Pressure of Omicron – MHD

MHD interviews SCLAA Director Kyle Rogers and uTenant’s Director of Business Development Katharina Attana on the ramifications of the Omicron strain for international and domestic supply chain. 

With the Australian Retailers Association (ARA) predicting supply chain issues will continue for the next 18 months, organisations like the Supply Chain and Logistics Association of Australia (SCLAA) say it could take longer.

Kyle Rogers, Independent Director of the SCLAA says he’s spoken to the association’s clients, national partners, members and many senior supply chain logistics professionals with regards to the problem. 

He says it could take anywhere between 12 months to two years for domestic supply chain issues to wane.

Addressing supply chain issues will involve actions such as inventory planning and forecasting, reviewing warehousing footprint, adjusting service level expectations and pricing across the board. 

Kyle says it all takes a significant amount of time to from a process governance point of view and requires advanced technology as well as having people on the ground and people in the business who can make those changes. 

Katharina Attana, Director of Business Development at the Warehousing Matchmaker company uTenant, says one key international supply chain issue is schedule delays caused by lack of capacity and equipment.

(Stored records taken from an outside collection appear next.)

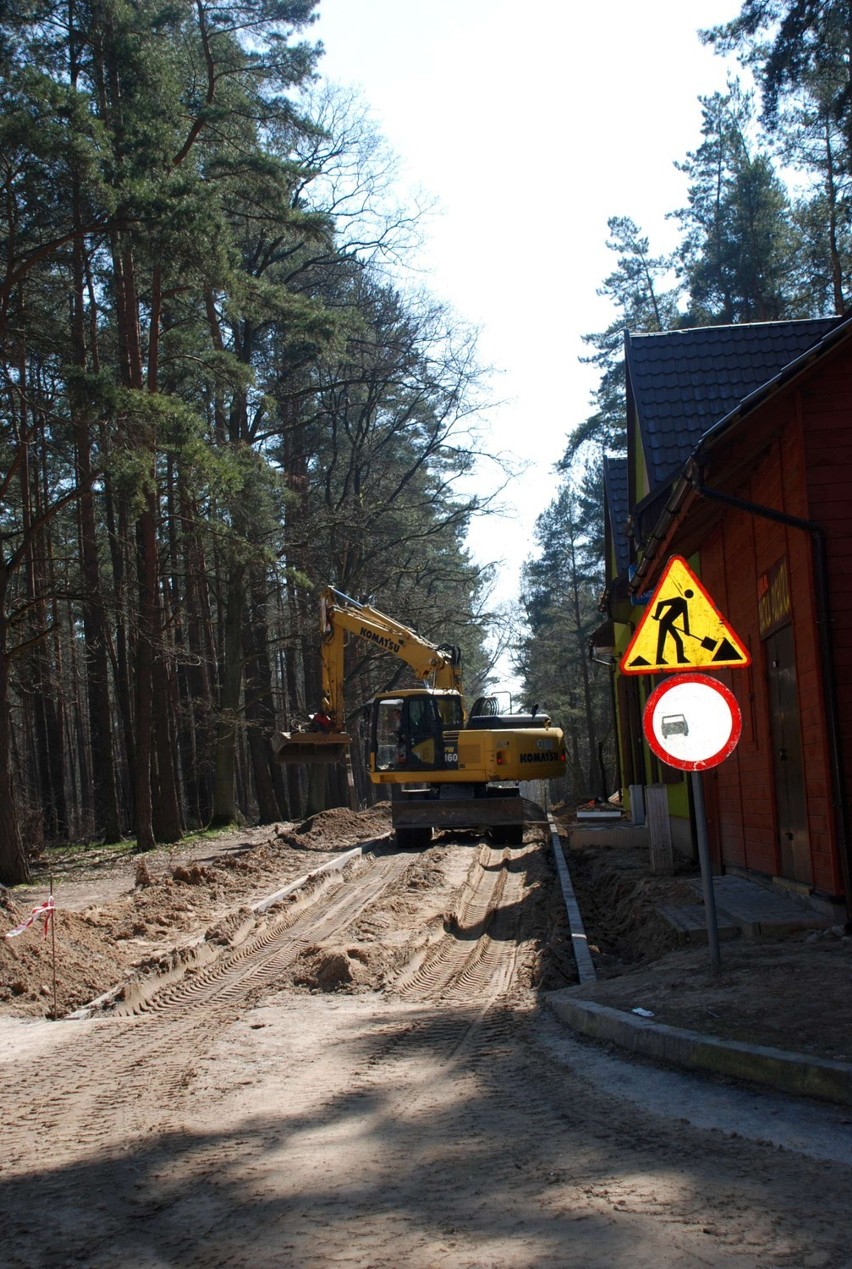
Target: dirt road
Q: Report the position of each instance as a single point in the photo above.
(363, 1076)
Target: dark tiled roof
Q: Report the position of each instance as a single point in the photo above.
(617, 503)
(686, 381)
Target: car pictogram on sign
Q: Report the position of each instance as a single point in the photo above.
(674, 725)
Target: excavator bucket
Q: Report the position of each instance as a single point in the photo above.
(310, 746)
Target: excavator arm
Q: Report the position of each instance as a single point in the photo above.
(340, 617)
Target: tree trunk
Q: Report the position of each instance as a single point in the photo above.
(14, 869)
(229, 704)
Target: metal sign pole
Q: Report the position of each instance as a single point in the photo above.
(706, 876)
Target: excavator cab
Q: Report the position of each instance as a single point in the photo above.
(408, 730)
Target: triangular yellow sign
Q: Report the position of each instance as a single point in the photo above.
(682, 630)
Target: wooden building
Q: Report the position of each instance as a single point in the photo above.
(739, 458)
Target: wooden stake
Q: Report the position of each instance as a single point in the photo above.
(52, 920)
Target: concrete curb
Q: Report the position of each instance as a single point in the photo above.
(579, 943)
(773, 1067)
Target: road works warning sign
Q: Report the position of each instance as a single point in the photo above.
(682, 630)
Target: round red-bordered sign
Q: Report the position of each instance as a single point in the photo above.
(692, 722)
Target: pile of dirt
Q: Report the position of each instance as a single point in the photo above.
(621, 901)
(145, 906)
(792, 992)
(338, 828)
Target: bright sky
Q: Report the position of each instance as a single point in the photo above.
(531, 128)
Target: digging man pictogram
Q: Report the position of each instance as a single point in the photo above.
(667, 613)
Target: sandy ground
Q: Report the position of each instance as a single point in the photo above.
(361, 1075)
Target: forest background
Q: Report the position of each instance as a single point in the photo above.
(216, 396)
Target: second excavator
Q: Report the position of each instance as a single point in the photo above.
(446, 768)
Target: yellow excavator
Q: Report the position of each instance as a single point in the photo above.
(446, 768)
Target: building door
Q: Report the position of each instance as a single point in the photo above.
(789, 768)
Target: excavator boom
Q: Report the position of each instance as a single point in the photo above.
(340, 616)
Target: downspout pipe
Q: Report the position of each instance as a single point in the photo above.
(827, 652)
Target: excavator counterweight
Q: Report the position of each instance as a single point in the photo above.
(443, 769)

“The reasons for it are an increase in demand because people couldn’t travel, therefore they’ve obviously purchased significantly more products,” Katharina says. “And also, as a result of the disruptions in the supply chain, businesses increase the stock-hold from 10 to 15 per cent.” 

She says the issues won’t be resolved quickly because there’s a drive to order new equipment and to grow container liner fleets, which according to Katharina grew 4.5 per cent last year. 

“But what really needs to be understood is that in the last 20 years shipping lines made no money,” Katharina says. She says South Korean shipping line Hanjin became bankrupt in 2017. 

It led to shipping lines monopolising to the point where five major shipping lines now own 65 per cent of the market share, she notes. 

She says shipping lines are finally generating revenue following the start of the COVID-19 pandemic two years ago, but they’re not price gouging. She adds they need to reinvest in port infrastructure, vessels, meeting carbon emission targets by 2030, and end-to-end supply chains. 

She says it will take a long time to recover because there’s a capacity shortage, and the equipment and vessels need to be replaced, but the shipping lines can address these problems due to growing their profits throughout the pandemic. 

“Ports are 40-plus-years old and some of those port upgrades will take 10, 15, 20 years,” she says. “So, I actually think that 18 months is a little bit short. The industry needs the money to bring itself into the 21st century.”

Kyle says ships are getting considerably bigger as shipping lines attempt to make greater turnovers. “A lot of ports don’t welcome these ships, and even the likes of the Panama Canal, some of these vessels can’t even pass through there,” he says. “In South America, products are having to dock either on the east or the west coast, and then be shipped across by rail or by truck,” he adds.

He says the pandemic has amplified supply chain issues, many of which were already there, and geopolitical problems are also exacerbating them – such as the Russia-Ukraine conflict. 

Katharina says one of the ways the federal government can ameliorate the supply chain issues is by preventing inflation increasing. 

“A lot of retailers tried to absorb the increases in shipping rates because they thought it was a short-term problem,” she says. 

“Now, obviously, since the higher prices had to be passed on, and that brings up prices overall, for basically every product that’s been purchased, and that’s causing inflation,” she adds.

She says other problems are severe labour shortage, which is partially due to national border closures, and partially because people have reconsidered their priorities.

She says free RATs will help keep the labour force active while working and cash injections along with rent reductions will hopefully take off the pressure caused by additional supply chain costs. 

“It means that prices for consumers can stay at a reasonable level, and we don’t push inflation up too high,” Katharina explains. 

Kyle says the federal government and the ARA can help with the other side of the supply chain: demand. 

“It’s as much about the demand from consumers, and a lot of consumers these days as well, we are and always have, we buy things on demand,” Kyle says. “So typically, when something’s running low, we go buy another one, when we have a birthday coming up in the weekend, we might buy a present short notice.” 

He explains how it would help if consumers could buy in advance. “There’s a number of benefits too in terms of people get the stock on time, if they order two, three, four weeks out – rather than two days next day.” 

Kyle also stressed on the need to work with consumers and educate them about the fact that it’s pretty hard to always deliver something the next day. 

“Everyone’s trying to order the next day and then there’s just constant stress on the supply chain in terms of capacity and on networks that just create more bottlenecks and delays.” 

Katharina says the shipping industry now offers landside services and multinationals like Amazon are offering forwarding services to its customers while newcomer Flexport has raised almost a billion dollars in additional funding, which it can use to reinvest. 

“The government should not regulate the prices, because the prices are finally a true reflection of the costs of the industry prior to COVID,” Katharina says, adding it was unsustainable and that was why the shipping industry wasn’t investing.